In a communiqué issued after the meeting, the organizations stated that the Boca del Cerro dam was being imposed by the federal government “in clear violation of the second article of the constitution,” which grants indigenous people autonomy and the right to be consulted before any major public works project takes places on their lands.

The more than 300 people at the meeting concluded that they will stop, by all available means, the construction of all five dams because of their effect on the customs and traditions of residents and the area’s geography.

“The [existing] dams at Chicoasén, La Angostura, Malpaso and Peñitas have brought development and well-being, but not locally. In all of those cases, broad arable lands, dwellings, and even complete villages were sacrificed, sunk, all to guarantee the country’s power supply . . . why should we believe it will be different this time?”

The imposition of dams and other large projects is seen as a reality throughout the country, according to the social organization Serapaz, or Services and Consultancy for Peace.

“Each year,” said Serapaz executive director Alberto Solís Castro, “we advise about 25 cases on average, all about indigenous people defending their territory from megaprojects, be it natural gas pipelines, thermoelectric power plants, dams, highways or mines.”

“[The promoters of these developments] act much like organized crime.
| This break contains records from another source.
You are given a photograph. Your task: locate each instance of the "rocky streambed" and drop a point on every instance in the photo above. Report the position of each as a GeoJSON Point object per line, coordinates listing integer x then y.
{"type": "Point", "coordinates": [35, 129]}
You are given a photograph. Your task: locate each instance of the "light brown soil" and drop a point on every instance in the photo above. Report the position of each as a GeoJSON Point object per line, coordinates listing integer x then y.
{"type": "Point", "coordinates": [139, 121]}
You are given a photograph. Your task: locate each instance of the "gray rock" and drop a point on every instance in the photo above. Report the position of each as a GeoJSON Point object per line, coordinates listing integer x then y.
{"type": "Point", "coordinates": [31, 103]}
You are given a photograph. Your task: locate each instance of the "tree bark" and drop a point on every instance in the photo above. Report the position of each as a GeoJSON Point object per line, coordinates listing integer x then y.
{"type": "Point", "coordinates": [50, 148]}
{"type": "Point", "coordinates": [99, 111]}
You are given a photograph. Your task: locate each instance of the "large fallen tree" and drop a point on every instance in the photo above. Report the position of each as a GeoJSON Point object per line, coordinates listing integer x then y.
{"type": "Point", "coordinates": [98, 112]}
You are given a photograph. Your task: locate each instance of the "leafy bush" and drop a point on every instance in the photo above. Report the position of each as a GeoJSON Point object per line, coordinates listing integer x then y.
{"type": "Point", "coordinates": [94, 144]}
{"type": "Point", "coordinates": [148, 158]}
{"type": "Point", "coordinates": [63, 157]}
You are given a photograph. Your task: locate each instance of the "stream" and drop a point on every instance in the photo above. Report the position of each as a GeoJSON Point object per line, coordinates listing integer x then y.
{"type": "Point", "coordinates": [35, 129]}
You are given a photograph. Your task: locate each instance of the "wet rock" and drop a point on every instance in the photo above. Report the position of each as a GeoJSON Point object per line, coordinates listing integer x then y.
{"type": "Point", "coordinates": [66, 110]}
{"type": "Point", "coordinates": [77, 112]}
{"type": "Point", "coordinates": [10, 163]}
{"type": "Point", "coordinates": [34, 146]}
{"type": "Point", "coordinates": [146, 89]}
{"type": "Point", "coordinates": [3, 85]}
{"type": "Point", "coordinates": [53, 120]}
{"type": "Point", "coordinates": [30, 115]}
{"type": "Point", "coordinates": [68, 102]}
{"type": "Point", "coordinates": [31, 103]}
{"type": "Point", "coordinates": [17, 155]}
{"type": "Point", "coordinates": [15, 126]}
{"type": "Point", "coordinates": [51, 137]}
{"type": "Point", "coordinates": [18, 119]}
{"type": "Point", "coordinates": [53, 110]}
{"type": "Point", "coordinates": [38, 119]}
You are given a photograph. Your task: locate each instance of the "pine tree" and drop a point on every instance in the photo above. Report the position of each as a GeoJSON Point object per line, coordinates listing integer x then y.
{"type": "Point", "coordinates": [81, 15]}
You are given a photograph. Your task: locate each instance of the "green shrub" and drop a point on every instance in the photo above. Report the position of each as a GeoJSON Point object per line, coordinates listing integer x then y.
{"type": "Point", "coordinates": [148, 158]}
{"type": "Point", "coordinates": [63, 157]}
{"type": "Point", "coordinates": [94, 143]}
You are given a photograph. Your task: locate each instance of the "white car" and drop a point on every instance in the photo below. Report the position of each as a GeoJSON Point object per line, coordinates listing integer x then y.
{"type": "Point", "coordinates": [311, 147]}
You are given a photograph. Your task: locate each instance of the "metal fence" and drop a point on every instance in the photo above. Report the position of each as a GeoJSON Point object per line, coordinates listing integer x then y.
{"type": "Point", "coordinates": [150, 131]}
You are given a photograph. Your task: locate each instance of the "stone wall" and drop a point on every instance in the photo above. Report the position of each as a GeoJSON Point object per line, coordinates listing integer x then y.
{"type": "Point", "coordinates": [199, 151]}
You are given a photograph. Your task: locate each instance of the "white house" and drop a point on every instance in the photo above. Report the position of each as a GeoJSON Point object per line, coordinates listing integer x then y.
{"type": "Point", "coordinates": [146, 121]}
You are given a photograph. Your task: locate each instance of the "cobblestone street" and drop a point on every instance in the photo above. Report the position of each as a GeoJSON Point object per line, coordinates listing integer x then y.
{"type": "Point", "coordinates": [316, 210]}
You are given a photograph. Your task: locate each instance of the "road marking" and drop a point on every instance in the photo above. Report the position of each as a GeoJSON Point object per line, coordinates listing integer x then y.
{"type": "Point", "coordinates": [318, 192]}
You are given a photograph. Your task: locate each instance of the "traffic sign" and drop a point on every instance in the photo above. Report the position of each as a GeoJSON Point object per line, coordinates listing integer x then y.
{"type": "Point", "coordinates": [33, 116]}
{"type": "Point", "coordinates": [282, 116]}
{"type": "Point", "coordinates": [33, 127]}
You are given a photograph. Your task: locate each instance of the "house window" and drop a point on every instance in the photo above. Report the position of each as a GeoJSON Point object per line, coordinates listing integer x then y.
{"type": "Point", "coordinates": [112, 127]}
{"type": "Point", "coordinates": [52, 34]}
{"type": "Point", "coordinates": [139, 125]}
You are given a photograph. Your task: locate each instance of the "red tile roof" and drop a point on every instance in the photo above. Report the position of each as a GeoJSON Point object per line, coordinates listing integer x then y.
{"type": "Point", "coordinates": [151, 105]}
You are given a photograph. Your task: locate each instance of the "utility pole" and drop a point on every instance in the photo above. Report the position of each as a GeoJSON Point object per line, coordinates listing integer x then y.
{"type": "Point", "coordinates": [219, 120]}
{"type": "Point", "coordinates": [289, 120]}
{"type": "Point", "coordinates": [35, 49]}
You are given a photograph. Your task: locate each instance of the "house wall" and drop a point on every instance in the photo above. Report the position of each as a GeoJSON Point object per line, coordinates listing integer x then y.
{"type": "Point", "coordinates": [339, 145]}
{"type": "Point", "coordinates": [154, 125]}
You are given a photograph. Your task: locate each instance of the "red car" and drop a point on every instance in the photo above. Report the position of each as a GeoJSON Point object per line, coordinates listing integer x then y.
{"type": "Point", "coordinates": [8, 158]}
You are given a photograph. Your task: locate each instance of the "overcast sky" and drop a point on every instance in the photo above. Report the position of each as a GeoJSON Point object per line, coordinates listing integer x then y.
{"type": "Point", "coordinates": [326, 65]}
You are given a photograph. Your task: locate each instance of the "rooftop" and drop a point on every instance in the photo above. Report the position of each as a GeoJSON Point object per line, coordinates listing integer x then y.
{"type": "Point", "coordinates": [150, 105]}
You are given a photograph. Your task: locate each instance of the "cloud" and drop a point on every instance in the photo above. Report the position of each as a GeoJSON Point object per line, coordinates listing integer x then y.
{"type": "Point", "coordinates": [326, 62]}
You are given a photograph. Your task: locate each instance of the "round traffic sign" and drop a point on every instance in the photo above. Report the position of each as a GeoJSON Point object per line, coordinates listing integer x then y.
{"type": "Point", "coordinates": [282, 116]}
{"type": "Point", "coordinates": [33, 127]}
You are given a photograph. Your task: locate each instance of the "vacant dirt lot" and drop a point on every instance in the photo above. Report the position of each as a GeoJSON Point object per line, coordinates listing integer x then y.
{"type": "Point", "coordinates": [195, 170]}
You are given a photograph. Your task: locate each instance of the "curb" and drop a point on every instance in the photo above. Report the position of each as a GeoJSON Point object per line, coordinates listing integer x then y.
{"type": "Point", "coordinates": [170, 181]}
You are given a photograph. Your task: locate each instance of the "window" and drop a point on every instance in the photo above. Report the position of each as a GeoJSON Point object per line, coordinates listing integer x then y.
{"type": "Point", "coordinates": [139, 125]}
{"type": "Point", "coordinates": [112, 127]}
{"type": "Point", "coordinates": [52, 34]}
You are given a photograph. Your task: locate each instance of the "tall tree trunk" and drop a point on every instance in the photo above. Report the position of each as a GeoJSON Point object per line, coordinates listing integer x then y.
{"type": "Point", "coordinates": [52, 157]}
They impose themselves in the villages, buying off local authorities, particularly those in charge of the land . . . a dynamic of harassment and pressure then begins, forcing the communities to yield and accept the project.”

“Once these projects get the go-ahead, indigenous communities are displaced and their lands subjected to pressures that inevitably have negative consequences for the environment and strategic natural resources, like water,” said Claudia Campero of the Mexican Alliance Against Fracking.

Serapaz and indigenous groups in Sonora have halted the first of six planned mining projects in the northern state.

“Energy reform makes these impositions easier for projects that involve power generation or extraction of hydrocarbons; they’re trying to overhaul the legal system to favor these kinds of projects,” said Campero.